Authors: , Andrew S Allen, Samuel F Berkovic, Patrick Cossette, Norman Delanty, Dennis Dlugos, Evan E Eichler, Michael P Epstein, Tracy Glauser, David B Goldstein, Yujun Han, Erin L Heinzen, Yuki Hitomi, Katherine B Howell, Michael R Johnson, Ruben Kuzniecky, Daniel H Lowenstein, Yi-Fan Lu, Maura R Z Madou, Anthony G Marson, Heather C Mefford, Sahar Esmaeeli Nieh, Terence J O'Brien, Ruth Ottman, Slave Petrovski, Annapurna Poduri, Elizabeth K Ruzzo, Ingrid E Scheffer, Elliott H Sherr, Christopher J Yuskaitis, Bassel Abou-Khalil, Brian K Alldredge, Jocelyn F Bautista, Alex Boro, Gregory D Cascino, Damian Consalvo, Patricia Crumrine, Orrin Devinsky, Miguel Fiol, Nathan B Fountain, Jacqueline French, Daniel Friedman, Eric B Geller, Simon Glynn, Sheryl R Haut, Jean Hayward, Sandra L Helmers, Sucheta Joshi, Andres Kanner, Heidi E Kirsch, Robert C Knowlton, Eric H Kossoff, Rachel Kuperman, Shannon M McGuire, Paul V Motika, Edward J Novotny, Juliann M Paolicchi, Jack M Parent, Kristen Park, Renée A Shellhaas, Jerry J Shih, Rani Singh, Joseph Sirven, Michael C Smith, Joseph Sullivan, Liu Lin Thio, Anu Venkat, Eileen P G Vining, Gretchen K Von Allmen, Judith L Weisenberg, Peter Widdess-Walsh, Melodie R Winawer

Journal, date & volume: Nature, 2013 Sep 12 , 501, 217-21

PubMed link:

Epileptic encephalopathies are a devastating group of severe childhood epilepsy disorders for which the cause is often unknown.

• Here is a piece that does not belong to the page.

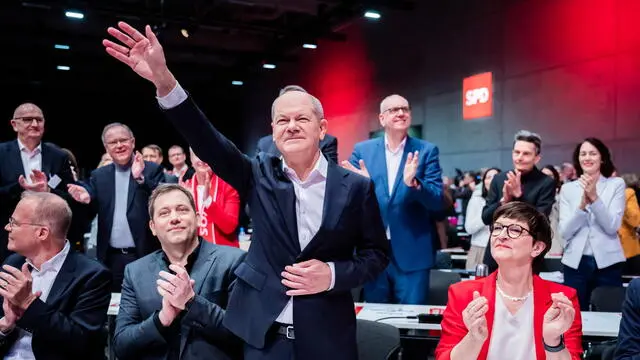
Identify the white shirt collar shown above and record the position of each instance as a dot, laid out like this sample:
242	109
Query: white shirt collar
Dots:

Here we report a screen for de novo mutations in patients with two classical epileptic encephalopathies: infantile spasms (n = 149) and Lennox-Gastaut syndrome (n = 115). We sequenced the exomes of 264 probands, and their parents, and confirmed 329 de novo mutations. A likelihood analysis showed a significant excess of de novo mutations in the ∼4,000 genes that are the most intolerant to functional genetic variation in the human population (P = 2.9 × 10(-3)). Among these are GABRB3, with de novo mutations in four patients, and ALG13, with the same de novo mutation in two patients; both genes show clear statistical evidence of association with epileptic encephalopathy. Given the relevant site-specific mutation rates, the probabilities of these outcomes occurring by chance are P = 4.1 × 10(-10) and P = 7.8 × 10(-12), respectively. Other genes with de novo mutations in this cohort include CACNA1A, CHD2, FLNA, GABRA1, GRIN1, GRIN2B, HNRNPU, IQSEC2, MTOR and NEDD4L. Finally, we show that the de novo mutations observed are enriched in specific gene sets including genes regulated by the fragile X protein (P < 10(-8)), as has been reported previously for autism spectrum disorders.